Modern digital technology has integrated digital imaging with thermography in technique called Digital Infrared Thermal Imaging (DITI). The Food and Drug Administration (FDA) approved Digital Infrared Thermal Imaging (DITI) n 1982 for additional evaluation of patients who were found to have suspicious lesions in the breast. Thermal cameras detect heat given off by the body and display it as a picture on a computer monitor. These images are unique to the person and they remain stable over time. It is because of these characteristics that thermal imaging is a valuable and effective screening tool to determine changes that could point to trouble down the road. As we all know, early cancer detection is important to survival. Thermography measures temperature changes in the body. Tumors create their own blood vessels. Where there are more blood vessels, there is more heat. It is in these areas on the body that the camera detects changes in heat or temperature.
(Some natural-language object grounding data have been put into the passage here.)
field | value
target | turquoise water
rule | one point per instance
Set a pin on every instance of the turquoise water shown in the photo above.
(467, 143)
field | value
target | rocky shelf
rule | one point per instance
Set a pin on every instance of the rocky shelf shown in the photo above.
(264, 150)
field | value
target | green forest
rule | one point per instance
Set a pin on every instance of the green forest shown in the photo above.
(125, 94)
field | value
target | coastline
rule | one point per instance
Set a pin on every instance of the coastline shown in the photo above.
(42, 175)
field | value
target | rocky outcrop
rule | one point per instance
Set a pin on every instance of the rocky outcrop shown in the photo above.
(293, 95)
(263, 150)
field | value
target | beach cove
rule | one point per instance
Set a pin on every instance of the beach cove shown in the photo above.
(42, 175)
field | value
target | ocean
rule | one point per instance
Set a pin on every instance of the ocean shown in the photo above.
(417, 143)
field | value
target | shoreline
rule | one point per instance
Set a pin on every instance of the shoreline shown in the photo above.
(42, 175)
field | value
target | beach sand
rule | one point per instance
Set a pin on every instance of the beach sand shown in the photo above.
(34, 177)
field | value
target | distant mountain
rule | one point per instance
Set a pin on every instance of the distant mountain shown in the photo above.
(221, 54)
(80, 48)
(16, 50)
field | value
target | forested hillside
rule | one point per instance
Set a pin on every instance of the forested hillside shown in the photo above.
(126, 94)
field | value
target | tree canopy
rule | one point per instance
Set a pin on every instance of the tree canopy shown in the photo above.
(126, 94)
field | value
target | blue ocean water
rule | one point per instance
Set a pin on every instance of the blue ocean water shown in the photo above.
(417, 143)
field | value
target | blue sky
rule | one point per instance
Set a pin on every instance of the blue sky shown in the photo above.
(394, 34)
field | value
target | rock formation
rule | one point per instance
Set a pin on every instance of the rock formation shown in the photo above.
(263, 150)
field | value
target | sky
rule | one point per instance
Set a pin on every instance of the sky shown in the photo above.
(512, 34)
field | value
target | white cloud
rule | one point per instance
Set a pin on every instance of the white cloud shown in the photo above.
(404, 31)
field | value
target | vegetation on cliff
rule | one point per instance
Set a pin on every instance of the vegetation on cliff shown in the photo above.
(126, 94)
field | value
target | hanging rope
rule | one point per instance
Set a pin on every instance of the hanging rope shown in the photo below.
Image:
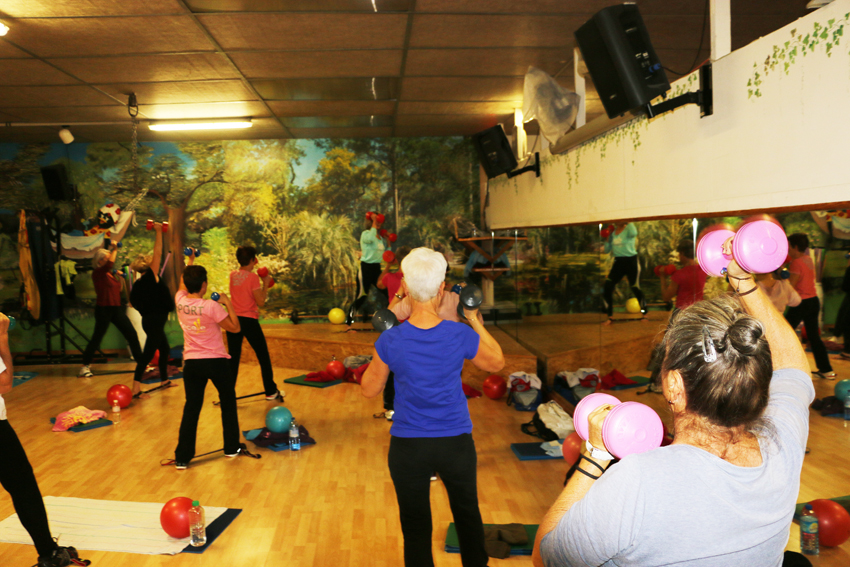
(133, 111)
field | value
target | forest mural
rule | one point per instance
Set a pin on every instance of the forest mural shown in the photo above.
(301, 203)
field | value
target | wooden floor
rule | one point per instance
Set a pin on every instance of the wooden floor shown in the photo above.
(332, 504)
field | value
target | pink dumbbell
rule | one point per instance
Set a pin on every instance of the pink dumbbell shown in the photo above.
(629, 427)
(759, 247)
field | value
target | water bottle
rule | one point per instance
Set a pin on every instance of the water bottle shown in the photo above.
(808, 531)
(294, 437)
(197, 526)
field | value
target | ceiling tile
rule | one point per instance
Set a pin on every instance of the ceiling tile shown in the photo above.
(183, 91)
(144, 68)
(52, 96)
(463, 89)
(341, 132)
(493, 31)
(493, 108)
(71, 8)
(32, 72)
(307, 31)
(71, 114)
(376, 88)
(204, 110)
(492, 62)
(109, 36)
(206, 6)
(331, 107)
(307, 64)
(374, 121)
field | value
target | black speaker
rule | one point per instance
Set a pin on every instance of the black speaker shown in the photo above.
(494, 151)
(619, 56)
(56, 183)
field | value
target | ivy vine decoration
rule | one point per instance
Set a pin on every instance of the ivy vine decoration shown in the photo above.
(783, 56)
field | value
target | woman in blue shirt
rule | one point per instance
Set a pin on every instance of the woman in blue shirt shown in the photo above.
(432, 430)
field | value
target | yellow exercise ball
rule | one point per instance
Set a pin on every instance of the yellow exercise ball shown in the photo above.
(633, 305)
(336, 316)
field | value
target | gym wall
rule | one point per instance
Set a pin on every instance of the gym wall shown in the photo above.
(777, 139)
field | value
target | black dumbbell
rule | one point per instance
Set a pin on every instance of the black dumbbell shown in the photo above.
(384, 320)
(471, 297)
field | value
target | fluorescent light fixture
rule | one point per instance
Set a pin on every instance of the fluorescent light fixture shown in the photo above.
(203, 124)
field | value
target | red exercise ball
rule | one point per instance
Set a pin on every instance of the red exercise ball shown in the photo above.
(494, 387)
(174, 517)
(336, 369)
(833, 522)
(572, 448)
(121, 394)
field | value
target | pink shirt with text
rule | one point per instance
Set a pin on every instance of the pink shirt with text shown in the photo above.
(199, 319)
(242, 286)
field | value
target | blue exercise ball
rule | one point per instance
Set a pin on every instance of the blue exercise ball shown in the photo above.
(842, 388)
(278, 419)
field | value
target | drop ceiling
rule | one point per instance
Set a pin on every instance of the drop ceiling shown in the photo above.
(313, 68)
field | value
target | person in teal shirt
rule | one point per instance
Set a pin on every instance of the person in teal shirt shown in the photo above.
(372, 246)
(621, 243)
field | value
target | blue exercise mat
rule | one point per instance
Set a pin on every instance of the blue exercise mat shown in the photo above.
(532, 451)
(214, 529)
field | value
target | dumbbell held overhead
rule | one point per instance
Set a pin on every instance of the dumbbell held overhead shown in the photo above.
(150, 224)
(758, 247)
(629, 427)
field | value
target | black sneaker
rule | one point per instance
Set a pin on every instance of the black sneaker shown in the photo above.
(61, 557)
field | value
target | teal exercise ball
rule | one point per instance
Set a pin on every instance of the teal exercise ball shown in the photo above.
(278, 419)
(842, 388)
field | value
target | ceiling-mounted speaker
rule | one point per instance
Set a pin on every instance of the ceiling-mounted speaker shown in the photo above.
(620, 59)
(56, 182)
(494, 151)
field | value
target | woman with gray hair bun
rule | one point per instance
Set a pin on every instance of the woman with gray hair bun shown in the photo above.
(723, 493)
(432, 430)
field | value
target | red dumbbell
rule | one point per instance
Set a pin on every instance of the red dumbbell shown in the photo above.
(149, 225)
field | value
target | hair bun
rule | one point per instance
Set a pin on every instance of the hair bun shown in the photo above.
(744, 335)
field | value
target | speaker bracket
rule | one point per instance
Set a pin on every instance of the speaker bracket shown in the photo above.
(704, 97)
(535, 168)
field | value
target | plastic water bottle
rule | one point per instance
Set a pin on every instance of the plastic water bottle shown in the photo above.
(809, 531)
(197, 526)
(294, 437)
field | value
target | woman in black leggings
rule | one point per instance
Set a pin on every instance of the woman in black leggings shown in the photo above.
(108, 309)
(372, 246)
(17, 477)
(152, 299)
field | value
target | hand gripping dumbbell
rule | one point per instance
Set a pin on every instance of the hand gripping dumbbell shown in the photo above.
(149, 225)
(759, 247)
(263, 272)
(384, 320)
(471, 297)
(630, 427)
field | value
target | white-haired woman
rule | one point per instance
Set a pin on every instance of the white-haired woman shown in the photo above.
(432, 430)
(108, 308)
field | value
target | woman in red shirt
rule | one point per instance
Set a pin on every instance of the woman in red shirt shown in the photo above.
(108, 308)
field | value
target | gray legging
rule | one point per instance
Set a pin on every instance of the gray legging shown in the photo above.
(103, 316)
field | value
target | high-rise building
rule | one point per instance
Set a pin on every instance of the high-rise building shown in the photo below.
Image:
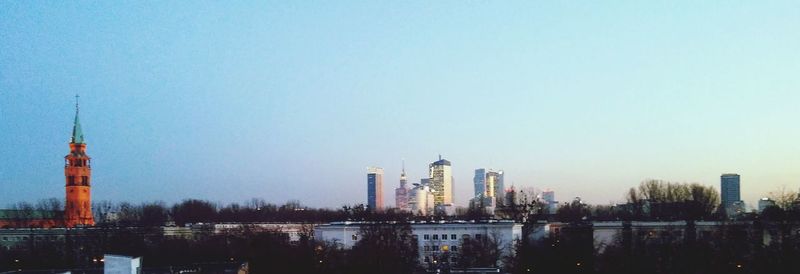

Unlike mammography, there is no radiation exposure involved with Digital Infrared Thermal Imaging (DITI). Mammogram involve compression of the breast which is often painful and the use fo Digital Infrared Thermal Imaging (DITI) eliminate the need for compression.” (http://medicineworld.org/cancer/breast/mammogram-and-breast-cancer-scree…)

http://www.neomatrix.com/

********

The question I’m not asking is the one that it seemed like a lot of people were answering: do mammograms PREVENT cancer? It felt like people were saying that getting a mammogram would keep me “safe”. It won’t. Mammograms DON’T REDUCE RISK. (breastfeeding does. so does regular exercise and eating a lot of vegetables. being born a guy also reduces risk, but I can’t go back in time on that one) They DON’T PREVENT CANCER. THEY ARE NOT MAGIC.
But this is what we are being fed now. We are being led to believe that all breast cancers are deadly, unless you catch them “in time”, and that THE way to catch them is with a mammogram. We are being scared shitless about breast cancer, and people are wearing stupid pink ribbons and raising money for a “non-profit” that has a lot of for-profit thoughts on its mind (http://www.huffingtonpost.com/2010/12/07/komen-foundation-charities-cure…) (and….In 2007, Komen spent 23.5% of total revenue on “Research for the cure”. In 2008, Komen spent 26.7% of total revenue on “Research for the cure”. In 2009, Komen spend 20.2% of total revenue on “Research for the cure”. — http://www.charitynavigator.org/index.cfm?bay=search.comments&orgid=4509). We are being led to believe that mammograms are NEEDED to “save” women from breast cancer, that mammos are safe, that the worst part about them is the “discomfort” from getting your tits squished, and it’s better to be “safe than sorry”.

IMHO, mammograms are diagnostic tools. In a situation where a woman has certain risk factors (age, fam history, exposure to radiation), it’s probably a good idea to get a mammogram. Or some other kind of testing. But, if a person doesn’t have those risk factors, and especially if a person is adverse to having any kind of cutting of body parts happening, then a mammogram is NOT a good idea.

~ by shadeshaman on January 28, 2011.